The team from the University College of Southeast Norway made an awesome simulation of the Japanese arcade classic to understand the dynamics between predator and prey microorganisms.
Single celled euglena and ciliates (the prey) were released into the nutrient laden fluid maze, which had a diameter of less than a millimeter, alongside the multi-celled rotifers (the predators) to analyze their interaction.
The unicellular organisms took on the role of Pac-Man while the rotifers acted as "Ghosts" who prey on Pac-Man.
The aim of the interactive research was to figure out how the single celled organisms respond when being hunted by the rotifers in a small three dimensional area.
Lead scientist on the project Professor Erik Andrew Johannessen explained this artificial environment was closer to the microorganisms’ natural environment than the traditionally used petri dish, therefore enhancing the research.

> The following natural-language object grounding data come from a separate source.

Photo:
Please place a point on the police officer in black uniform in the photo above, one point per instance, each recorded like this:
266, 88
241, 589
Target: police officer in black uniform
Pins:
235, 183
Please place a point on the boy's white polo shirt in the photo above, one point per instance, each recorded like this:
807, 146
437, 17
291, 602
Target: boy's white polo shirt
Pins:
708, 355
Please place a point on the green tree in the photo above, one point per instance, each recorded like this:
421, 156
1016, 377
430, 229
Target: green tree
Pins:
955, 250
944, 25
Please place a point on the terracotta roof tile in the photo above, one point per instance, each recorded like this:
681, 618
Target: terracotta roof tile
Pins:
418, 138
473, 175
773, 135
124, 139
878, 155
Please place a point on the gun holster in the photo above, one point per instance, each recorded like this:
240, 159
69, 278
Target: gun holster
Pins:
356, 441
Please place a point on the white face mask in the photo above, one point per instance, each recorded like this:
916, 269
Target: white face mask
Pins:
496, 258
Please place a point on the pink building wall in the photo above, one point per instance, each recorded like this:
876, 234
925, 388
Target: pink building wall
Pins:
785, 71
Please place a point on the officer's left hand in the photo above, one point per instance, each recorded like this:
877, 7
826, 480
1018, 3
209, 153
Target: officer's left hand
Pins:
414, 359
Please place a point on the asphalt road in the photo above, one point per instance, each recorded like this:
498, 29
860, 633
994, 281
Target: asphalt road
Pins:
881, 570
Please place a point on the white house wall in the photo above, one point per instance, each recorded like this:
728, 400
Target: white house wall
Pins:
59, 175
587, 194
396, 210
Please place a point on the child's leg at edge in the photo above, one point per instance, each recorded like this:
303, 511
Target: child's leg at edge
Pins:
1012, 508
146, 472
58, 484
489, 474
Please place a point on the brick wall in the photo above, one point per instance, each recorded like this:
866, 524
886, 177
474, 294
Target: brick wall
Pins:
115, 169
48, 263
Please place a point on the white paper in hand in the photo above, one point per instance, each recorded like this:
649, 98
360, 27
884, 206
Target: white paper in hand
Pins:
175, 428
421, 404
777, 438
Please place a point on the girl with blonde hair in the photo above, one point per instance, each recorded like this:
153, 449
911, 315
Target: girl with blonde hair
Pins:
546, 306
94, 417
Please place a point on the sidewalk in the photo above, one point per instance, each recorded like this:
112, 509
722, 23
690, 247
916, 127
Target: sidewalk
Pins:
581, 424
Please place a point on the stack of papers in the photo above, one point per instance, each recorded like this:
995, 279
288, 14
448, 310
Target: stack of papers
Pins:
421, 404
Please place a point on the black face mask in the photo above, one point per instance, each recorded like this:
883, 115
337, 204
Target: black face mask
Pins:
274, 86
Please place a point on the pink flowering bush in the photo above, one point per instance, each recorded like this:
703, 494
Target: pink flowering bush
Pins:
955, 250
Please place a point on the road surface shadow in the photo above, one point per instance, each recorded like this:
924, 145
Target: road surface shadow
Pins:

Johannessen observed the rotifers were initially slow and hesitant to move in the maze. His team at the University’s Department of Micro and Nanosystem Technology now hope to use digital tracking to monitor changes in species behavior when they are repeatedly exposed to the same environmental conditions. They are also looking at the possibility of integrating other games into future research.
Filmmaker Adam Bartley Lyslagt worked with the scientists to capture the micro version of the neon-colored bacterial Pac-Man on camera.
He believes the Pac-Man imitation helps bridge the gap between science and entertainment and opens up scientific research to a much wider audience.
“High-tech research is mostly too distant from the daily lives of most people, and therefore this practical application of research is very important to communicate to the public,” Lyslagt said.